[Холодный зимний вечер]
Марко Вовчок
1
Холодный зимний вечер. На темном небе мириады сверкающих звезд.
Хатние окошечки в селе Батурки чуть светятся сквозь узорчатый морозный налет. Ущербленный месяц слабо озаряет извилистые улицы, ряды белых хат, запушенные инеем садики, нити прихотливо проторенных тропочек, поблескивающие следы санных полозьев.
Мороз крепчает. Тихо. Время от времени гулко раздается стук захлопнутой двери или спешные шаги по скрипучему снегу и снова безмолвие и тишина.
При свете шипящей лампочки под зеленым колпаком Аврум Подольский, батурский мужской и дамский портной, отделывает щегольскую синюю корсетку. Мигающий свет падает на его курчавую, седеющую голову и на тощие проворные руки, быстро собирающие красную тесьму в правильные складочки. Остальное хатное пространство в тени и только освоившись с полумраком можно разглядеть, что хата не тесная и когда-то была не из плохих (еще и теперь Аврум за нее платит два рубля в год), но все разрушающее время взяло свое; стены осели, окошечки и двери покосились, печь угрожающе скособочилась, и непривычному глазу могло казаться, что вот-вот она рухнет и погребет под собой незатейливую хозяйственную утварь, занимавшую место на припечке.

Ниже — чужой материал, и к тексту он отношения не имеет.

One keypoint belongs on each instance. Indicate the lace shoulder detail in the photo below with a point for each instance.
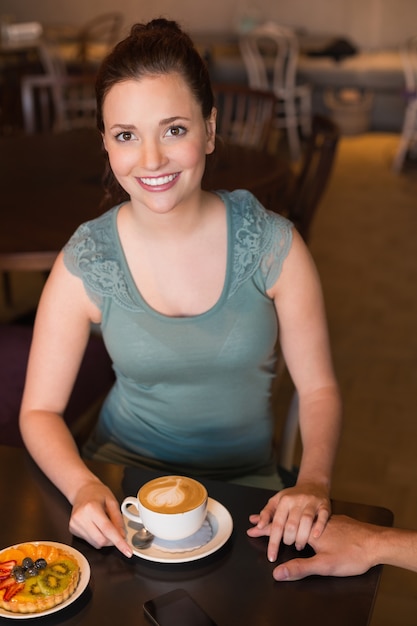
(261, 240)
(92, 254)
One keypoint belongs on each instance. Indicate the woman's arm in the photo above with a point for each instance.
(292, 513)
(61, 333)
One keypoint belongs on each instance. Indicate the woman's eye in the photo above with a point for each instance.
(176, 131)
(126, 135)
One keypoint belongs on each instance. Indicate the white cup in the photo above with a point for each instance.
(170, 507)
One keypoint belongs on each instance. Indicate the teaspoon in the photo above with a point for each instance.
(142, 538)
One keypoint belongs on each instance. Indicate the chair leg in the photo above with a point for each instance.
(291, 125)
(407, 136)
(7, 289)
(289, 436)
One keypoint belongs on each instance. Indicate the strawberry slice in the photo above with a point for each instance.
(7, 582)
(12, 590)
(6, 569)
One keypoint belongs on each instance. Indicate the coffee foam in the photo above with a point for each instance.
(172, 494)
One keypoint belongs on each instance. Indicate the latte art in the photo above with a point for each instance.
(172, 494)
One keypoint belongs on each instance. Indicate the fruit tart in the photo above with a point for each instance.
(35, 577)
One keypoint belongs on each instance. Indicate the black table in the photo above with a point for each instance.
(50, 183)
(234, 585)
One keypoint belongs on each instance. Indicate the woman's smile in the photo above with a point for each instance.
(158, 183)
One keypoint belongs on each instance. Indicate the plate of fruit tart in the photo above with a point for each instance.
(40, 577)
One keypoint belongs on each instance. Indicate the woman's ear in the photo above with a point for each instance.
(211, 131)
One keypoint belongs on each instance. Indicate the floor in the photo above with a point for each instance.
(364, 244)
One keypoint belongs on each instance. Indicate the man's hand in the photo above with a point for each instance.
(344, 549)
(292, 515)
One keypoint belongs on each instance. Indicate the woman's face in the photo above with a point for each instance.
(157, 140)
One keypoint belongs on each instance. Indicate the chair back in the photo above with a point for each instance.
(270, 54)
(409, 60)
(102, 31)
(57, 102)
(314, 173)
(244, 116)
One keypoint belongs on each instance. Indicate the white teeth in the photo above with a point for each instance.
(160, 180)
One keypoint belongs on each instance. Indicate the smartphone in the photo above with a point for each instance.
(176, 608)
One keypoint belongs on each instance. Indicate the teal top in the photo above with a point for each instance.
(190, 392)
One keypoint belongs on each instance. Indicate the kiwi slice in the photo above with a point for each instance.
(56, 577)
(31, 589)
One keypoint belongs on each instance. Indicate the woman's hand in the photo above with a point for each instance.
(291, 516)
(96, 517)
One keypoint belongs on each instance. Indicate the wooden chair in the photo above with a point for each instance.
(57, 102)
(95, 378)
(244, 115)
(408, 139)
(270, 54)
(313, 177)
(96, 38)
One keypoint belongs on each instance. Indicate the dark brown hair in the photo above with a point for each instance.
(157, 48)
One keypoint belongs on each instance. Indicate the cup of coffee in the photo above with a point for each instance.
(170, 507)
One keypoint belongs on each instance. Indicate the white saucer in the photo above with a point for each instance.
(82, 584)
(218, 517)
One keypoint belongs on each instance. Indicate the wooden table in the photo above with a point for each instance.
(51, 183)
(234, 585)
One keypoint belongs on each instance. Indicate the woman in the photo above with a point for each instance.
(188, 287)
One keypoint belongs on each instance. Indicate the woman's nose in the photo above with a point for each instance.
(152, 155)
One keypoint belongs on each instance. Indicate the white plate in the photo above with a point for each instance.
(82, 583)
(221, 523)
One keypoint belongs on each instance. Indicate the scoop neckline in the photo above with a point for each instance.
(135, 292)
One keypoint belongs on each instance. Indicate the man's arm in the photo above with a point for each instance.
(348, 547)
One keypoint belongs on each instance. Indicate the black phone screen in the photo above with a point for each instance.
(176, 608)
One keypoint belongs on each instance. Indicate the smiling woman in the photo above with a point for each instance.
(188, 287)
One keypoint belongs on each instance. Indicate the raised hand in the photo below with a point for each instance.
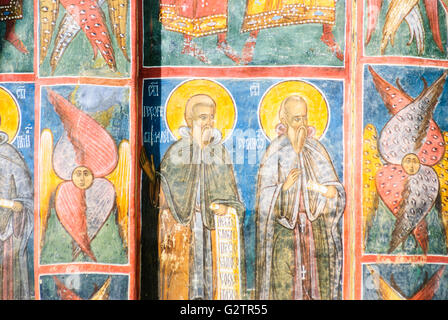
(291, 179)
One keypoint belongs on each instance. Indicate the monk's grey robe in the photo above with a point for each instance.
(15, 227)
(192, 179)
(277, 217)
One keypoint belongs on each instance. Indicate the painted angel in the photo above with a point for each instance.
(87, 16)
(196, 19)
(405, 165)
(10, 12)
(409, 11)
(84, 190)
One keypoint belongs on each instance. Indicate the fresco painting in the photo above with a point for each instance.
(406, 28)
(404, 282)
(16, 30)
(404, 158)
(16, 192)
(222, 171)
(84, 169)
(84, 287)
(99, 28)
(223, 150)
(226, 33)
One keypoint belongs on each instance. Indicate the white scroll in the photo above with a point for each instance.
(227, 242)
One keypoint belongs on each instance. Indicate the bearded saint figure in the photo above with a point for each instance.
(16, 221)
(197, 184)
(300, 202)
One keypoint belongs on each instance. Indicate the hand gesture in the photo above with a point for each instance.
(291, 179)
(148, 166)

В противоположном углу <от рабочего столика> на высокой кровати не то спит, не то лежит в забытьи больная Аврумова жена Рифка. Рядом с кроватью висит люлька, где покоится «благодать божья», наследник Аврума младенец Гейнах. Около люльки, на скамеечке поближе к свету, помещается Аврумова дочка Этля, одна оставшаяся в живых из его пятерых старших детей, кудрявая хрупкая девочка. Она вяжет крохотный малиновый чулочек и вместе с тем покачивает худеньким плечиком люльку.
Тишина нарушается только шипеньем и потрескиваньем лампочки на рабоч[ем] столе да время от времени стоном больной.
– Аврум!
Больная очнулась и повернула к свету лицо – осунувшееся, белое, как мел, лицо, на котором лихорадочно горели глубоко запавшие черные глаза. Аврум встрепенулся. Этля обернула кудрявую головку к матери.
– Что, Рифка?
– Оттуда далеко до Богатырки? – Он без пояснения понял – откуда, поняла и Этля – ответил:
– Не близко… Богатырка в другой губернии.
– В Богатырке ведь брат Лейзер… Живет хорошо… Может, он бы нам немножко помог, кабы близко… Ах…
Она беспокойно подвигала головой по подушке, изнеможенно закрыла и снова открыла глаза. В ее упавшем слабом голосе слышится мучительная тоска и беспомощное раздражение.
– Гершкова Бася говорила, что там все беднота… Работа нарасхват… друг у дружки из рук рвут… И все дорого… приступу нет… А я все не поправляюсь!.. А ты больной!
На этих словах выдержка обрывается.